Kal Visuals, Unsplash

Freelancing is enticing for a number of reasons. As a freelancer, you are able to be your own boss, call your own shots, and determine your own schedule, workload, and the clients and projects you want to take. From a business owner’s perspective, you have the ability to hire a freelancer for a project and not have to incur the overhead of employment cost, physical location, equipment, process, and/or management. A business owner can also contract a freelancer to provide ongoing services or help with multiple projects when needed. 

However it pans out for the business owner or freelancer, we believe this exchange to be invaluable, and we’ll explain why.  

John Salzarulo, Unsplash

Benefits of Hiring a Freelancer as a Business Owner 

  1. Hiring a freelancer diversifies and strengthens your brand and product.
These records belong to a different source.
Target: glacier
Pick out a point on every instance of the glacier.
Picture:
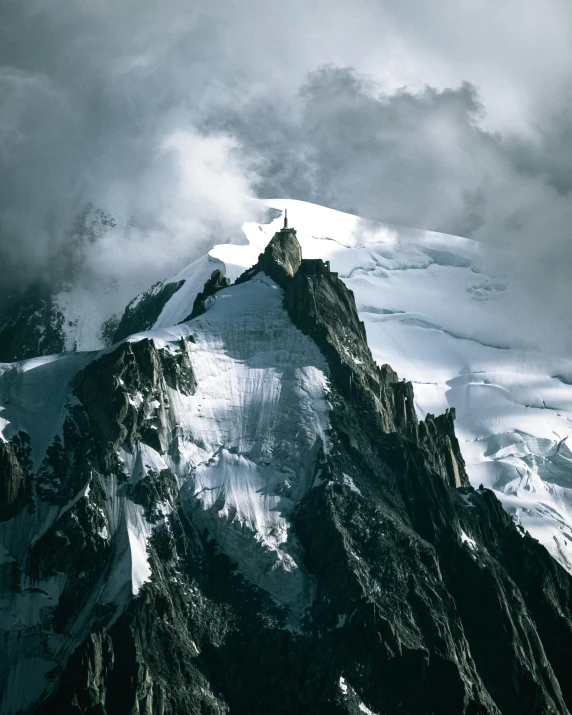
(449, 315)
(224, 422)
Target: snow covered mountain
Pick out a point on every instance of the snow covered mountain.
(448, 314)
(240, 510)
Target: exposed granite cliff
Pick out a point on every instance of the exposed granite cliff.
(428, 598)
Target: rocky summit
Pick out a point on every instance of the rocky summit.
(242, 513)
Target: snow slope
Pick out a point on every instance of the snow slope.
(244, 453)
(448, 314)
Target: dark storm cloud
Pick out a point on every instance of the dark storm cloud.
(170, 115)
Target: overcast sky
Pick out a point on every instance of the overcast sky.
(452, 115)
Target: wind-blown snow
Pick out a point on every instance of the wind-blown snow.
(447, 314)
(250, 435)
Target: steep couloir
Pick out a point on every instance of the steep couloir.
(243, 514)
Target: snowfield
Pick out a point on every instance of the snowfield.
(448, 314)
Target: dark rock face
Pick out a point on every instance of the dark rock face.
(15, 475)
(143, 311)
(429, 600)
(30, 325)
(216, 282)
(107, 388)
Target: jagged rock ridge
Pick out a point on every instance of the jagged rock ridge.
(384, 582)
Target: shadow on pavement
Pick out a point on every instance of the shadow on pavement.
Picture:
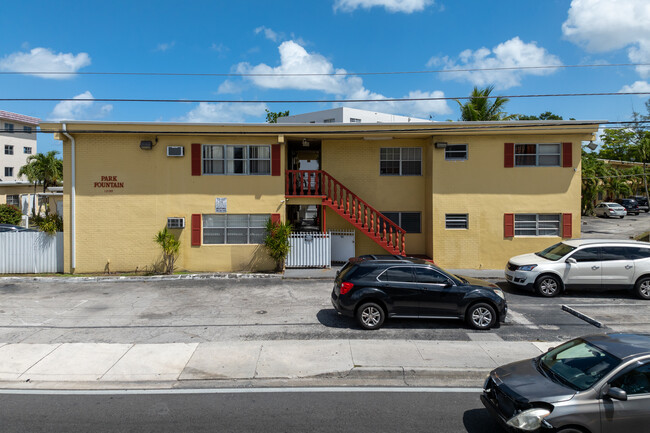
(479, 421)
(331, 319)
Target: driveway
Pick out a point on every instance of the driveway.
(615, 228)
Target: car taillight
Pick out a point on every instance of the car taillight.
(346, 287)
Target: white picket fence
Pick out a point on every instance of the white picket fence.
(30, 253)
(310, 250)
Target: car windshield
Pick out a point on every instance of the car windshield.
(556, 252)
(577, 364)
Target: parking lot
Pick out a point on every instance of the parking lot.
(615, 228)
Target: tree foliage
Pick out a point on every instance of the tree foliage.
(43, 169)
(277, 241)
(482, 107)
(170, 248)
(10, 214)
(272, 116)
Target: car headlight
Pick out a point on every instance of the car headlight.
(527, 267)
(529, 420)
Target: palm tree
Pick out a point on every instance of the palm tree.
(480, 108)
(45, 169)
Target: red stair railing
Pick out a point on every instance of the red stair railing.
(347, 204)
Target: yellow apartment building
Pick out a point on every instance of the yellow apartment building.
(465, 194)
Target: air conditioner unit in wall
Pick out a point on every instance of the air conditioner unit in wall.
(175, 223)
(175, 151)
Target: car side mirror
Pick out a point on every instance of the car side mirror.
(616, 393)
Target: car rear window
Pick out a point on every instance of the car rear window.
(556, 252)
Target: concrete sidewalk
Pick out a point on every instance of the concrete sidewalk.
(100, 365)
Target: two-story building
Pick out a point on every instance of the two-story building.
(17, 143)
(466, 194)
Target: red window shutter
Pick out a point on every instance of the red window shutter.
(275, 160)
(196, 159)
(567, 154)
(509, 225)
(566, 225)
(509, 155)
(196, 229)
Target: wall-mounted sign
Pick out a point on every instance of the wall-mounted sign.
(108, 183)
(221, 205)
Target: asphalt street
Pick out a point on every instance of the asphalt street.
(284, 410)
(197, 311)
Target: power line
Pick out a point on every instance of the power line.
(326, 74)
(301, 101)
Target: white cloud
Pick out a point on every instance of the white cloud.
(268, 33)
(165, 46)
(606, 25)
(406, 6)
(224, 112)
(294, 59)
(44, 60)
(637, 87)
(80, 110)
(513, 53)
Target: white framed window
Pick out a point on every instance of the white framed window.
(233, 159)
(456, 152)
(409, 221)
(234, 228)
(538, 155)
(538, 224)
(400, 161)
(456, 221)
(14, 200)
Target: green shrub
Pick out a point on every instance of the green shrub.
(10, 214)
(50, 223)
(277, 241)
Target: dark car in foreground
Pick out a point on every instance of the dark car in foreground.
(373, 288)
(593, 384)
(630, 205)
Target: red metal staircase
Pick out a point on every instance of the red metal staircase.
(368, 220)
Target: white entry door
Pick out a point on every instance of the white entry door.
(342, 245)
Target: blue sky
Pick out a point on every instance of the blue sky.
(320, 36)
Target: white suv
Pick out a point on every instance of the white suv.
(593, 264)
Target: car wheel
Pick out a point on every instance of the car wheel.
(642, 288)
(548, 286)
(481, 316)
(370, 316)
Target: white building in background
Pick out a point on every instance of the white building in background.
(17, 143)
(348, 115)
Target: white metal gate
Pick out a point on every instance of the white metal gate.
(30, 253)
(342, 245)
(310, 250)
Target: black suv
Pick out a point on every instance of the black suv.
(630, 205)
(372, 288)
(643, 202)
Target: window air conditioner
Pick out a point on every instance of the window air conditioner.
(175, 223)
(175, 151)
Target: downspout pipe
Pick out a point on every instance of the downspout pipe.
(73, 197)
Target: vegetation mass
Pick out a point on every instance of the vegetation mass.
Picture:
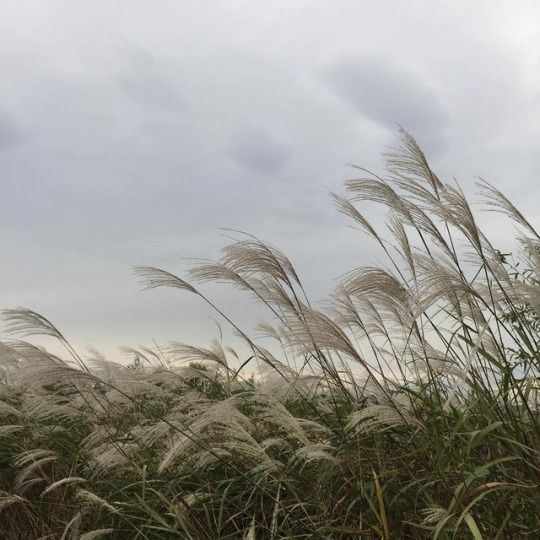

There’s a vast pool of talent out there, and recruiting the right person can further enhance the skills of your in-house team (even if that’s only you!). 
  2. Freelancers are highly skilled and specialized in their area, which generally translates to greater efficiency and time on the job because they don’t need to be trained. 
  3. Freelancers offer their strengths to fill a gap where you may be weak. As humans, we are gifted in various areas but no two people are alike and if the business owner is better at sales rather than bookkeeping, hire a bookkeeper. Doing so will keep you efficient and will prevent you from wasting time and resources.
  4. Working with a freelancer often creates a special relationship and can pave the way for its continuation some time in the future, whether that’s next week or next year. The prospect of working together in the future (especially after successfully doing so) can be particularly advantageous for networking opportunities and otherwise fruitful for your brand and company as a whole.  
  5. If you’re only seeking short-term help or have a temporary project, there’s generally a no-strings-attached understanding with freelance work, and you’re not required to hire a freelancer as an employee, which offers low financial risk. Additionally, bringing on a freelancer saves your business money in the long run. While their upfront hourly costs might seem steep, you’ll save roughly 20-30% by not having to pay for the aforementioned employee benefits.
  6. By having a freelancer take some of the load off your plate, you may be able to focus on higher-level tasks that require your full attention, or possibly even projects you never quite have the bandwidth for.
Shridhar Gupta, Unsplash

Benefits of Working as a Freelancer

  1. You make your own schedule. This might be the most-talked-about perk of freelancer life, but it won’t function without discipline. Do you work best at 10 p.m. or 4 a.m.? As long as you meet your deadlines and practice great communication, the choice is yours. 
  2. You are your own boss. Again, this takes a special kind of person. The creative liberties you have to do your work are widely enjoyed and a major perk of this work style. 
  3. As a freelancer, you can handpick brands and businesses that you admire in some way or would like to work with and potentially provide your services to them. Of course, there’s no guarantee of a relationship, but it never hurts to ask. 
  4. By developing meaningful relationships with those you collaborate with, you build a valuable part of your network and portfolio. Eventually, you can be referred to other brands and companies that are connected to the one you contributed to. 
  5. Flexibility is the foundation of freelancing. This gives you openness to work another job, enjoy one of your hobbies, or even work fewer hours all because of the going rates you charge for your services. 
  6. Relationships. Relationships. Relationships. They are the meat and potatoes of freelancing and help you secure future business. 
Markus Spiske, Unsplash

Mutually Beneficial 

These lists certainly aren’t exhaustive. Like most things in the professional sphere, every working relationship looks a bit different. But as many who have freelanced, recruited freelancers, or dabbled in both would likely agree, it’s a mutually beneficial relationship and often very meaningful exchange.